Incorrect identification of interface blocks in regex frontend

Question

Incorrect identification of interface blocks in regex frontend

awnawab opened this issue a year ago · comments

In the presence of interface blocks, the regex frontend incorrectly identifies the end subroutine statement inside the interface block as the end of the parent subroutine. This happens even in the presence of the subroutine name at the end of the interface block i.e. end subroutine name. Strangely, this only seems to happen once the raw source has been sanitized by FortranReader; the regex frontend correctly parses the unsanitized string correctly and the sanitized string incorrectly (the sanitization itself appears to be correct though). I've attached an example.
regex_frontend_bug.txt

Ahmad Nawab · Answer 1 · Sat Jan 28 2023 05:20:19 GMT+0800 (China Standard Time)

The problem arises because the regex search pattern for class SubroutineFunctionPattern looks for the end subroutine | function phrase, but the match with the subroutine name is only optional (as it should be). That's why it matches incorrectly with the end subroutine statement inside the interface block.

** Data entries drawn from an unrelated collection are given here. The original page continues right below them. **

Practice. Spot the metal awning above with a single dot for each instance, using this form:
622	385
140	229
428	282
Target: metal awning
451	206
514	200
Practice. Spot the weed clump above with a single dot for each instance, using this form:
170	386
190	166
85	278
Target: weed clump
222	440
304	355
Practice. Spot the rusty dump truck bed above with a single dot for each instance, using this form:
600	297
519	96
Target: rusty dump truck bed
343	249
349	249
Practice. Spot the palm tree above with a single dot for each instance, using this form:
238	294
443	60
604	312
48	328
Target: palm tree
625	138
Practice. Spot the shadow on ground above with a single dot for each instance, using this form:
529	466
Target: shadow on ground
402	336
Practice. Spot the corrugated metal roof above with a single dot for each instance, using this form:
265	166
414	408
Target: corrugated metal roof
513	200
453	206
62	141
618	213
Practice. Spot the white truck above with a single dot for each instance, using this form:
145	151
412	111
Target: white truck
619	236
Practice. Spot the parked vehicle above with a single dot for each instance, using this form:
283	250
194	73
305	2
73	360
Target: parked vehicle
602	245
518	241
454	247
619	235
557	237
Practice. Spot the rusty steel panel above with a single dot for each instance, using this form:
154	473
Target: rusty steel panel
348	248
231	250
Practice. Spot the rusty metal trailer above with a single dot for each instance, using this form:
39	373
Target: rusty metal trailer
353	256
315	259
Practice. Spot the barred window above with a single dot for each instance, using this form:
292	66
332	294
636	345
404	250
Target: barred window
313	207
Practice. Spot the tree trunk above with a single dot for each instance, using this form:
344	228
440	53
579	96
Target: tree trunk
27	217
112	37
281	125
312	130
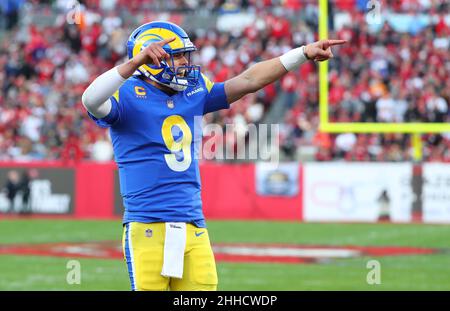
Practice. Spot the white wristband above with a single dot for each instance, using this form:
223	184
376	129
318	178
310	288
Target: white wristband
96	97
294	58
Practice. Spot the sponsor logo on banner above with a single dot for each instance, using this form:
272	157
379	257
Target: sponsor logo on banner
277	179
37	190
436	193
357	192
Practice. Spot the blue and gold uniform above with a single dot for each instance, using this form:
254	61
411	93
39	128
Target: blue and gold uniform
156	139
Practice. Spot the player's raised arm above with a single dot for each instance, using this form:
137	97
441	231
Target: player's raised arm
266	72
96	97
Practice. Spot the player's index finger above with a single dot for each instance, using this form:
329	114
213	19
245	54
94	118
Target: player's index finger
336	42
165	41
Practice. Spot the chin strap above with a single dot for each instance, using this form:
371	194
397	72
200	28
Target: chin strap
179	86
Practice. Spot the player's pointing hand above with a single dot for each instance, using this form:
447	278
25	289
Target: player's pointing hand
153	54
321	50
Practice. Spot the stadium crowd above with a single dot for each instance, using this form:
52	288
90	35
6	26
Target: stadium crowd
388	75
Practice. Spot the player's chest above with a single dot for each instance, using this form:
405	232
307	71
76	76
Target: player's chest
156	114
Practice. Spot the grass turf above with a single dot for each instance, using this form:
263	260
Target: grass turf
424	272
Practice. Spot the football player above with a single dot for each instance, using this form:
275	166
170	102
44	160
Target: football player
149	104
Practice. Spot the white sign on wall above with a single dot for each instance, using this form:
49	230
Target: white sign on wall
436	193
365	192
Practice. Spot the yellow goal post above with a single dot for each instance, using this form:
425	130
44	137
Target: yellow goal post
416	129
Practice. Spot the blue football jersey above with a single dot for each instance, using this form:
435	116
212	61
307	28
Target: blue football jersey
156	139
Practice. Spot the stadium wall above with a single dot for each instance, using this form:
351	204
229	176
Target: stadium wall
315	192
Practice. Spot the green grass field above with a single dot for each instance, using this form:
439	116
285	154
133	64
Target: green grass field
413	272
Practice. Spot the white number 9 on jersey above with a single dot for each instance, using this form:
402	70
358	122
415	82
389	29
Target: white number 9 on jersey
179	146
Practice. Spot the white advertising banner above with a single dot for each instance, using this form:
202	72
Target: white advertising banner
436	193
277	179
366	192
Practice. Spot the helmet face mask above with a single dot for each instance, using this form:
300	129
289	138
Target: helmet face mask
177	78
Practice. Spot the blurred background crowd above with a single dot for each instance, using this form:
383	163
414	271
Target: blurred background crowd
394	71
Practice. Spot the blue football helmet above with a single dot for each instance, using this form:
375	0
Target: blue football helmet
178	78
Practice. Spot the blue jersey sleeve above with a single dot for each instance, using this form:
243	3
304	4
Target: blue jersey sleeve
114	116
216	99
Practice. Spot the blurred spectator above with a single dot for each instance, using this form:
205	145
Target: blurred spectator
395	72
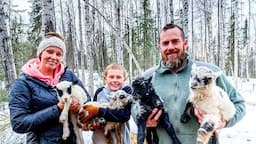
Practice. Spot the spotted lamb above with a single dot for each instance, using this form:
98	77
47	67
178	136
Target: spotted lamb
118	100
66	90
209	98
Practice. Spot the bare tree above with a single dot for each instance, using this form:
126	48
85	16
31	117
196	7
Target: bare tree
88	45
6	49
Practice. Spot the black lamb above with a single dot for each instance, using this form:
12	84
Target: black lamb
148	100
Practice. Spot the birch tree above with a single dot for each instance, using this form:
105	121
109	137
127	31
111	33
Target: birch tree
48	17
88	46
6	49
118	41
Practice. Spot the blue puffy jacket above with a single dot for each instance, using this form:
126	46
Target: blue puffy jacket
33	110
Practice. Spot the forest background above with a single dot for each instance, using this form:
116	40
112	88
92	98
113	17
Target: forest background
100	32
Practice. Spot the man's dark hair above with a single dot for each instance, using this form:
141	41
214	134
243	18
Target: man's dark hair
171	26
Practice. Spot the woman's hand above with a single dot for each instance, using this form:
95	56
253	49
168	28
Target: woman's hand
87	112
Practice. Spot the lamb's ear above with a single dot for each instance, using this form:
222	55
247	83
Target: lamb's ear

Defining a grouping inside the regex search for the named-grouping <spec> fixes the problem; in the constructor for SubroutineFunctionPattern, the search pattern r'(?P<spec>.*?)' should be replaced by
r'(?P<spec>.*(^[ \t\w()]*interface.+^[ \t\w()]*end interface\b.*?$)*.*?)'.

The interface blocks are then stored in the named-grouping 'spec' and can be retrieved later on if need be in a similar fashion to imports, variable declarations, calls etc (although I cannot foresee a scenario where we would need to retrieve interface blocks, given we already have enriched calls once we complete the scheduler parsing).